But it was no laughing matter for the other dogs, floundering about.
Grenfell hauled himself along toward "Brin" by means of the trace still attached to his wrist. But suddenly "Brin" stepped out of his harness, and then the Doctor found himself sprawling and struggling in the water, with no means of getting to the place where "Brin" had found temporary safety.
Grenfell thought this time it was all over. He had looked Death in the eyes before, but Death had decided to go by. This time, it did not seem possible to escape. He did not feel any great alarm—in fact, he became drowsy, and thought how easy it would be just to fall asleep and forget everything, as the icy water chilled and numbed his senses. He was like the weary traveler who drops into the snow-bank, on whom the torpor steals by slow degrees.

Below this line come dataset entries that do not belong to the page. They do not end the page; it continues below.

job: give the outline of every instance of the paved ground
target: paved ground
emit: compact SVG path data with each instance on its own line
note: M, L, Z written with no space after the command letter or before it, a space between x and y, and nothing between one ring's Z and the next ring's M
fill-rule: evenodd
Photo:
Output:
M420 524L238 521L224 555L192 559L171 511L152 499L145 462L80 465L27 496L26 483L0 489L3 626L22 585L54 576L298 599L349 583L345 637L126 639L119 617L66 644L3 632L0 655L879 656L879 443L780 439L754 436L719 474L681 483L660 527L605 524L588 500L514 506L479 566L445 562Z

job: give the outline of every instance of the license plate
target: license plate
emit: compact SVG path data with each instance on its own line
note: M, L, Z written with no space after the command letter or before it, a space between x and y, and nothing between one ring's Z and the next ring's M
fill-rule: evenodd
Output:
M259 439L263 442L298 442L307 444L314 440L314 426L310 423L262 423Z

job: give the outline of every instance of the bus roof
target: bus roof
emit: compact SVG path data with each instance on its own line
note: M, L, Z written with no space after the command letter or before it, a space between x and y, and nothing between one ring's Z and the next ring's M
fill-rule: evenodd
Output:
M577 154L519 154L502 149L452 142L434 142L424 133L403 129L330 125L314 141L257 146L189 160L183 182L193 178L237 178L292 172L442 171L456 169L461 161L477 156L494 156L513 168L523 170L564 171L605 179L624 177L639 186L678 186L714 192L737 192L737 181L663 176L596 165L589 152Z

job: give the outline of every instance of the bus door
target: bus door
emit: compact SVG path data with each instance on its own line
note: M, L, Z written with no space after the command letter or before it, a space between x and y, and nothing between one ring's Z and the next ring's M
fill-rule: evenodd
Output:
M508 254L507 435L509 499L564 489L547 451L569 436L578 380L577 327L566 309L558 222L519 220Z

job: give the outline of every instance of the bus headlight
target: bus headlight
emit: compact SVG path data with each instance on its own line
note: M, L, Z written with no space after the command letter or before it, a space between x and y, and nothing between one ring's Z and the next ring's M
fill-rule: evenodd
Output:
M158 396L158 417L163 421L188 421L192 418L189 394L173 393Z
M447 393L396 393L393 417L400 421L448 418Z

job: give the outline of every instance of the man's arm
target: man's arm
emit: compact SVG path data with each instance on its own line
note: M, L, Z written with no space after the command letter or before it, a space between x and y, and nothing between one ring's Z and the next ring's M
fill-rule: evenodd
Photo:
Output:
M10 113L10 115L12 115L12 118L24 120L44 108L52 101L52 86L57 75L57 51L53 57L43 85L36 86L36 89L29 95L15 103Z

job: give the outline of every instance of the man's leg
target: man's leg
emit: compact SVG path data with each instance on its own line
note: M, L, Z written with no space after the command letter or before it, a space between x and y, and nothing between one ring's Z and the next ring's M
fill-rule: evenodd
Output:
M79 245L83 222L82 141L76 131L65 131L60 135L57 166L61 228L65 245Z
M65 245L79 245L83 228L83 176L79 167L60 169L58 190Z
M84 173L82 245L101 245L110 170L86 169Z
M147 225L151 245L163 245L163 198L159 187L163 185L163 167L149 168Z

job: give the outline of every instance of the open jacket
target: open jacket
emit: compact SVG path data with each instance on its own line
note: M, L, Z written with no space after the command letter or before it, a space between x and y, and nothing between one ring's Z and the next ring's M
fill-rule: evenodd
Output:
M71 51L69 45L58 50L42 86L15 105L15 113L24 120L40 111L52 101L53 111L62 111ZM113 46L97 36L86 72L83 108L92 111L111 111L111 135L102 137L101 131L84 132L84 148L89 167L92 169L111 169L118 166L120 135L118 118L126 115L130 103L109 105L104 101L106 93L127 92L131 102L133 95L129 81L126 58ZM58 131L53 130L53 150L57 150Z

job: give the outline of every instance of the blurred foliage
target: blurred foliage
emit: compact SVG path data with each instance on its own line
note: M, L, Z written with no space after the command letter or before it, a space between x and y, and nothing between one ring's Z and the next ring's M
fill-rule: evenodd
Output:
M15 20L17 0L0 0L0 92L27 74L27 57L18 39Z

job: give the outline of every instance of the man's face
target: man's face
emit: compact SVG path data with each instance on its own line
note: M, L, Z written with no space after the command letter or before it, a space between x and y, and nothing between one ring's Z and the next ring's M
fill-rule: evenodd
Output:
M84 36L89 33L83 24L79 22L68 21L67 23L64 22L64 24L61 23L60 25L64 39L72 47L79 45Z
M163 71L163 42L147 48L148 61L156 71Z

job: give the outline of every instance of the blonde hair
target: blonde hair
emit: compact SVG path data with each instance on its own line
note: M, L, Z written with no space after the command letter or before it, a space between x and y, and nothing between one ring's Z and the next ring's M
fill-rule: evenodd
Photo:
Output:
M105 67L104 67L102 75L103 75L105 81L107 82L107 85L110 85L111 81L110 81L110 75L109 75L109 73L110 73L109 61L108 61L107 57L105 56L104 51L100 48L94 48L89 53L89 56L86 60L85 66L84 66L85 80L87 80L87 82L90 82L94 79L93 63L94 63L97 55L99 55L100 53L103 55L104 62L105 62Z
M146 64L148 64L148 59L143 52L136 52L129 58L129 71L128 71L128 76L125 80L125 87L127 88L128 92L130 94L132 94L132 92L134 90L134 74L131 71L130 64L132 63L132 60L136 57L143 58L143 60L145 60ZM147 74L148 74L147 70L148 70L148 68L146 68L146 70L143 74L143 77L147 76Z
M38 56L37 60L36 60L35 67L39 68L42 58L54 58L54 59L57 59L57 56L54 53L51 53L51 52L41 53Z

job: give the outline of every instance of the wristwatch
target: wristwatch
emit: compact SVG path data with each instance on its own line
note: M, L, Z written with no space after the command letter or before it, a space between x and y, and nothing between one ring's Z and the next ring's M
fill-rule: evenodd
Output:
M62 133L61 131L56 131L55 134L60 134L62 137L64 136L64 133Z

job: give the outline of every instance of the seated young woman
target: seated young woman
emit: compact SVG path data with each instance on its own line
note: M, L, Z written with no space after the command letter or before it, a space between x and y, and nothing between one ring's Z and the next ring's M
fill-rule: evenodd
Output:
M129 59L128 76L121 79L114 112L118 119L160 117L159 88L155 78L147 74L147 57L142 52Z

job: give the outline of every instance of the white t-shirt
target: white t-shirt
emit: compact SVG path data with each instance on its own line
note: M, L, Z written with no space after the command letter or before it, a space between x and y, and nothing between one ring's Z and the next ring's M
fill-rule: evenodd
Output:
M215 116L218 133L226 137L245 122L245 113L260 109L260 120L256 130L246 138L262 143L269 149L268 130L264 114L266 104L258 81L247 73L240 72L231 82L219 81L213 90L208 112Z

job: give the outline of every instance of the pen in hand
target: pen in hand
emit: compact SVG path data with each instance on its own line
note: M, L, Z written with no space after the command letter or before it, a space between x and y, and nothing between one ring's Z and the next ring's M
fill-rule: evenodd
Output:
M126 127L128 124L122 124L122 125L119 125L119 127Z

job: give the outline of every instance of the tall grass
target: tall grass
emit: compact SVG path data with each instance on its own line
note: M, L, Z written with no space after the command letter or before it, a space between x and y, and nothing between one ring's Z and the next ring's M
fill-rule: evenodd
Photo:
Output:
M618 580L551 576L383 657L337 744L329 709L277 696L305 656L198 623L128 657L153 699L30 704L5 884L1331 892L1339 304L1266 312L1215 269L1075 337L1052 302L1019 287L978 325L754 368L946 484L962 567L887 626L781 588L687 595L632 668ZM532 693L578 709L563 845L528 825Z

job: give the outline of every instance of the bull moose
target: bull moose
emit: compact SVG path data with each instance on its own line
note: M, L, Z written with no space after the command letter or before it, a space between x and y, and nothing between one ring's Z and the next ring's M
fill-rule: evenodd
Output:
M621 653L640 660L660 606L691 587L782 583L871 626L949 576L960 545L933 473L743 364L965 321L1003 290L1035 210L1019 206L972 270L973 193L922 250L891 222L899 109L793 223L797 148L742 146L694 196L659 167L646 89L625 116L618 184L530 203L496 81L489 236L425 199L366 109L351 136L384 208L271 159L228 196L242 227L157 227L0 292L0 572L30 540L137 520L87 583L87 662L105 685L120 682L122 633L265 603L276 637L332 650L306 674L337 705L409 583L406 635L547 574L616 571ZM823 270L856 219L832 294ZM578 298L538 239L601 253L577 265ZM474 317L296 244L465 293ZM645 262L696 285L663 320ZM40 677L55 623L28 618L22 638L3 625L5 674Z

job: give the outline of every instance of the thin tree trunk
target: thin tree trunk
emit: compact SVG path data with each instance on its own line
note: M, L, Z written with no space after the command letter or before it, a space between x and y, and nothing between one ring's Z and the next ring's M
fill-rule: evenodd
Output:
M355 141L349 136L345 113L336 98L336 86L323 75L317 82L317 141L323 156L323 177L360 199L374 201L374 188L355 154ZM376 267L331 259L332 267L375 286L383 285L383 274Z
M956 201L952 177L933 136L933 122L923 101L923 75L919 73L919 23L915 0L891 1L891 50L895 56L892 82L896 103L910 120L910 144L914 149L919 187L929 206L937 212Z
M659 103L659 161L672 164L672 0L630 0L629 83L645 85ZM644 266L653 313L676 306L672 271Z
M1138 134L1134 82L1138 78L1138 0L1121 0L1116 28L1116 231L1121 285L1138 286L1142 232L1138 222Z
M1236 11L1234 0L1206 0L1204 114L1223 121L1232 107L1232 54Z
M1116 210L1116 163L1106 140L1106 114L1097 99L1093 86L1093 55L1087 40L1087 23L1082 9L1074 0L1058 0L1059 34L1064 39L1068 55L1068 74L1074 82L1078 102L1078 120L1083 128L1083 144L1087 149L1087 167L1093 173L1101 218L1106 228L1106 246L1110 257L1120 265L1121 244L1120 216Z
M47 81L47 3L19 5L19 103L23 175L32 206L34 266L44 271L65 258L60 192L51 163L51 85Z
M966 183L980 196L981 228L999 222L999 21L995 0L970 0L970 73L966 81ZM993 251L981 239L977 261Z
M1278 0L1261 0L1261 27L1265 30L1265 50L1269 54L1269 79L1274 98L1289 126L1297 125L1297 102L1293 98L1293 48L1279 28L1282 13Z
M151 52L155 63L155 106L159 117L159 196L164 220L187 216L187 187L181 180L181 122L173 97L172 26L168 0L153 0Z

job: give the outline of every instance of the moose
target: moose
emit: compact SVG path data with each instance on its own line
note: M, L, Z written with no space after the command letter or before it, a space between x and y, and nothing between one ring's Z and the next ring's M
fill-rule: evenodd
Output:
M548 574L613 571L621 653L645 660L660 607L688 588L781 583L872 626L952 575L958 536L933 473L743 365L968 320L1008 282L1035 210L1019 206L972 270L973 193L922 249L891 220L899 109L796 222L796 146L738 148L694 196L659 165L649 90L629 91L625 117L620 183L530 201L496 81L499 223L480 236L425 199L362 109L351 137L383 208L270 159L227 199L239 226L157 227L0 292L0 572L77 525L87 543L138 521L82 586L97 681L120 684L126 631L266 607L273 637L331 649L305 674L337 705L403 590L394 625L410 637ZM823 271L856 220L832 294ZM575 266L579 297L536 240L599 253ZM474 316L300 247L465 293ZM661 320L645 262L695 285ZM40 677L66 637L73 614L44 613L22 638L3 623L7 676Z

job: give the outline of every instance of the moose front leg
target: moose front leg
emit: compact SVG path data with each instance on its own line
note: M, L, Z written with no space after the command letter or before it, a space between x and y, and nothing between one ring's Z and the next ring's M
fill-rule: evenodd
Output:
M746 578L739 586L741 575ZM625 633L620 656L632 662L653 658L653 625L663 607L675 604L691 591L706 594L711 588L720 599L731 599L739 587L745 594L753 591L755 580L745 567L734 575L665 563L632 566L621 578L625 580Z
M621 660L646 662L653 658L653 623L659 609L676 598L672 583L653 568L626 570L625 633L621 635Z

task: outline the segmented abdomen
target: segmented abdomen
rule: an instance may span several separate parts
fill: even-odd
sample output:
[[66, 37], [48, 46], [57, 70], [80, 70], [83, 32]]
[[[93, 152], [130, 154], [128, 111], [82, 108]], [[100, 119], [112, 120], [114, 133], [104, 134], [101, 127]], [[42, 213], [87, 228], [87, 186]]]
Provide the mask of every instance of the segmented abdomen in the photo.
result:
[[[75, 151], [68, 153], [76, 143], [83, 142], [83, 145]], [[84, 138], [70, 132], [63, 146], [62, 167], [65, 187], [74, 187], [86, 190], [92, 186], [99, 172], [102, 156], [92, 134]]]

Suddenly Grenfell caught sight of a big dog that had gone through the ice and was pulling the trace after him, in a desperate effort to reach the hummock on which "Brin" was sitting. Grenfell grabbed the trace, and hauled himself along after the animal. He calls this "using the dog as a bow anchor."
But the other dogs were following this poor beast's example, and they crowded and jostled the Doctor so that it was hard for him to hold on. One of them, in fact, got on his shoulder, very much as a drowning man in his desperation will throw his arms round the neck of someone who tries to rescue him, and drag him under. This pushed Grenfell still deeper into the ice, and it was a question whether his energy would hold out in that frigid water.
As they say on the football field, he now had only three yards to gain, and by a mighty effort he drew himself past his living anchor and climbed up on the piece of slob ice. He rested a moment to draw breath, and then began to haul his beloved dogs one after another up to a place beside him. They swam and panted through the lane in the ice that he had broken, and seemed to understand perfectly that their master was trying to save them, even though they had lost their heads and had almost drowned him.
It would not do for them all to remain on that small, treacherous lump of ice. It might break in two at any moment with the combined weight of dogs and driver. It was slowly drifting with the tidal current out to the open sea, where all hope would be lost. Grenfell knew that if he were to save his team and himself—they were always first in his thoughts—he must act instantly.
He stood up to survey the scene. About twenty yards away there was a good-sized pan floating about in the "sish" like a raft, such as that on which Huck Finn and Tom Sawyer floated down the Mississippi. To reach that raft would at any rate be to postpone death for a little while. But it was taking too much of a risk, to try to get from the little cake to the big one without a life line. How was he to make such a line, and then how was he to get it across the wide space between?
Fortunately when the Doctor cut the dogs away from the sled he had not lost his knife: he had tied it to the back of one of the dogs. There it was still. It was the work of a joyful moment to untie it, and he fell to work cutting from the dogs' harness the sealskin traces that remained and stringing those together to make two long lines. His overalls, coat, hat and gloves were gone, but he still had his sealskin hip-boots. He took these off, shook them free from ice and water, and tied them on the backs of "Brin" and another dog. Then he fastened the lines to the two animals, tying the near ends round his wrists.
"Hist!" he shouted—the signal to go on: but the dogs refused to budge. They were setting their own wits against their master's. Such dogs believe they know their business. They saw no proper place to go to. Why should they dash into the icy water for the sake of reaching another pan not much bigger than their own? If it were land—that would be another story. So they must have reasoned, in their doggish fashion. They had been devoted and obedient—but there were limits even to their faith.